Others choose a partner because they feel that “it’s just time.” Some focus on similarities of ethnicity, race, religion, education, class, and life goals, which have little to do with falling in love. Nonetheless, so much of our culture — songs, movies, fairy tales, and novels — leads us to await the prince who will kiss us awake or for the woman who will melt our heart and soul.

4. It’s a kind of madness.

The biochemical changes that take place in new lovers produce symptoms similar to those of people with obsessive-compulsive disorder, including loss of appetite and sleeplessness. How well we know the signs of obsession: Fantasies of the beloved fill our days and crowd our nights.

When we’re apart, we feel incomplete. If absence makes the heart grow fonder, it also leads to constant chatter about the missing object of affection. This fixation and preoccupation is what others find tiresome about the love-struck. People roll their eyes and think us temporarily insane. Which, of course, we are.
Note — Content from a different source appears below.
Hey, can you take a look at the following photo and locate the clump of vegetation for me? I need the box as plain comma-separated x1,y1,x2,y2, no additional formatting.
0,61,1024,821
5. New lovers have much in common with addicts.

Magnetic resonance imaging reveals that the nucleus acumens, the part of the brain that is activated in lovers, is the same part that lights up in cocaine users and gamblers when they act out their addiction.

Greek mythology provides us with imaginative and amusing ways to describe the felt intensity of romantic love. Aphrodite, the goddess of love and beauty, had a son named Cupid. His job, as an archer, was to dip arrows into his mother’s secret love potion before he took aim.

Once Cupid’s arrow hit its target, the victim fell madly in love with the next person he or she saw. This myth has given rise to some of the most extraordinary love legends of all time, including those of Apollo and Daphne, Helen of Troy, Antony and Cleopatra, and Romeo and Juliet.

We now know that the “hit” of romance can be partially explained by biochemistry. It’s just an overabundance of particular chemicals.

As they float on a sea of PEA (Phenethylamine), lovers report more sensational and adventurous sexual experiences than they’ve ever enjoyed before, such as “mile-high sex” and a heightened pleasure in sensory qualities that might normally be a turnoff.

Napoleon Bonaparte, for example, once wrote to Josephine, “I’m coming home. Please don’t wash.”

As if a generous shot of PEA weren’t enough, the love cocktail is also spiked with endorphins, which boost pleasure and decrease pain, and oxytocin, a hormone released during physical touch that promotes bonding.

This cocktail infuses us with euphoria and extraordinary energy, which is why crucial parts of life, like sleep and nourishment, seem unimportant. Our perspective becomes so skewed that we see only what is good and beautiful in our lover; we’re blind to all else.

6. To fall in love is natural.

It’s effortless — that’s why we call it falling. But to remain in that state of euphoria is not. Long-lasting love results from the necessary work that two people do — the self-work, primarily — to create a strong, durable partnership over time.


7. We need three types of skills to keep it alive.

We must foster self-knowledge, learn communication skills (like fair fighting and appropriate self-disclosure), understand our partner’s love language, and develop the kinds of attributes that spiritual traditions have emphasized forever: generosity, patience, and empathy.

With practice and courage we can often find ourselves back at the first place of magic again and again. This time we don’t get there by “falling” but through the actions and willingness that carry us back to the heart.